Политолог подчеркивает, что никакого движения ХАМАС самого по себе не существует. Это движение представляет собой филиал радикальной организации «Братья-мусульмане» (организация, деятельность которой запрещена в РФ). Более того, к созданию ХАМАС в свое время приложили руку англичане. Поэтому большой вопрос, будет ли ХАМАС действовать против американцев или же он действует в сложном сопряжении с ними.
Кургинян отмечает, что израильская армия не сумела быстрым технологическим ударом окончательно раздавить ХАМАС, который проявил гораздо большую жизнеспособность, чем можно было ожидать. Комментируя теракт Израиля против граждан Ливана, политолог говорит, что ящик Пандоры легко открыть, но что с ним делать дальше? Либо спецслужбы Израиля использовали слабо опознаваемую взрывчатку, но тогда в скором времени ее будут использовать все против всех. Либо же речь идет о некоем импульсе, который высвобождает накопленную энергию устройства, и это вызывает взрыв. Но тогда всё находится под угрозой взрыва: системы управления атомными станциями и самолетами, все устройства, даже абсолютно невинные, у которых нет никаких закладок.
Лидер движения «Суть времени» констатирует, что мы вошли в абсолютно новый этап. На этом этапе технологическая гонка подводит черту под тридцатилетним тезисом российской элиты: «Продадим нефть и газ, а всё остальное купим». Теперь надо иметь всё свое — но это легко сказать и трудно осуществить.

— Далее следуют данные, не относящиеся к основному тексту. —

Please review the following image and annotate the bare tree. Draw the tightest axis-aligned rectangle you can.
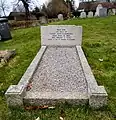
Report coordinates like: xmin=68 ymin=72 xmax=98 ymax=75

Это потребует колоссальных финансовых вложений и перестройки всей системы жизни, перевода ее на новый уровень.
Политолог указывает, что иранская элита сейчас в существенной степени состоит из людей, которые пережили ирано-иракскую войну и меньше всего хотят повторения чего-нибудь в этом духе. Она не хочет воевать, хотя это не значит, что не может. Кроме того, в Иране напряженно ждут, чем закончатся выборы в Америке. Иранцы понимают, что Трамп будет проводить жесткую антииранскую политику, а им это даром не нужно. Они понимают, что серьезное включение Ирана в ближневосточный конфликт может «завалить» команду американских демократов, которые, в отличие от Трампа, способны строить диалог с Ираном.
По мнению лидера движения «Суть времени», Китаю или Ирану совсем не нужен приход Трампа. В России есть люди, которые говорят: «Сейчас Трамп замирится с Россией». Но это полная утопия! Если Трамп пойдет против того, что сам он называет «глубинным государством», ему не жить.
Глубинному государству нужна крупная война, убежден Кургинян. Мы же видим, как растут военные бюджеты стран НАТО, как строятся новые заводы. А чего хочет Россия? Мы не хотим ни ядерной войны, ни апокалипсиса. Мы хотим выстоять, но для этого нам надо изменить очень многое. При этом в разных слоях российской политической элиты происходит конфликт между инстинктом выживания и неврозом благополучия (то есть желанием вернуть всё, как было).
Россия, приведенная в рыночное межеумочное состояние, тем не менее бросила вызов мировому злу. Это сделала именно она, а не другие страны, говорит Кургинян. В этом есть огромные риски, но в этом есть и некое специфическое счастье.